LF-Converter

I've ordered the LF-converter BX-082 kit from the German HAM Radio magazine FUNKAMATEUR already some months ago and now found the time to build and test it.

Since my ELECRAFT K3 transceiver has 490 kHz as the lowest RX frequency, I thought the LF converter would be a nice add-on to listen to LF.

The kit is completely build with through-hole components and can be soldered in about 1h. The trickiest part are the transformers and sorting of their wires into the PCB holes. In my kit only one resistor was wrong - 22k instead of 33k - but my shack had some spare.

HW2

After finishing the soldering you can put the converter in the supplied extruded aluminium encasement. It is completely pre-drilled and gives a neat and sturdy unit.

HW1

The alignment of the 10 MHz oscillator was simple. Tuning to zero beat with my K3 gives excellent results.

Unfortunately the alignment of the other variable capacitor and resistor was not clearly specified. But tuning and looking at the P3 scope gives good carrier suppression and not too much harmonics from the 10 MHz oscillator.

After final alignement I connected my HF vertical to the receiver input, the converter output to external RX antenna input on my K3 - and - disappointment.

Overload

A noise floor of about S8 on my P3 - wow. Reading again the manual I found the sentence "The converter should not be overridden".

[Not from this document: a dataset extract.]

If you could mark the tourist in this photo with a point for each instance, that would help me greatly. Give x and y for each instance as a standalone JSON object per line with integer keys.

Connecting a 30dB attenuator pad between the antenna and the converter input solves the problem.

FSK

Even without an antenna connected the noise floor is acceptable for such a low cost device:

NoiseFloor

Now the next step was finding a datasource on LF - I found on DCF49 on 129.1 kHz. Setting up the K3 in USB mode and changing mode in MIXW

ConfigMIXW

gives the desired results. You can read the plain text - the binary data - hm no idea how to decode - but its also relatively irrelevant which street lamp is switched on or off.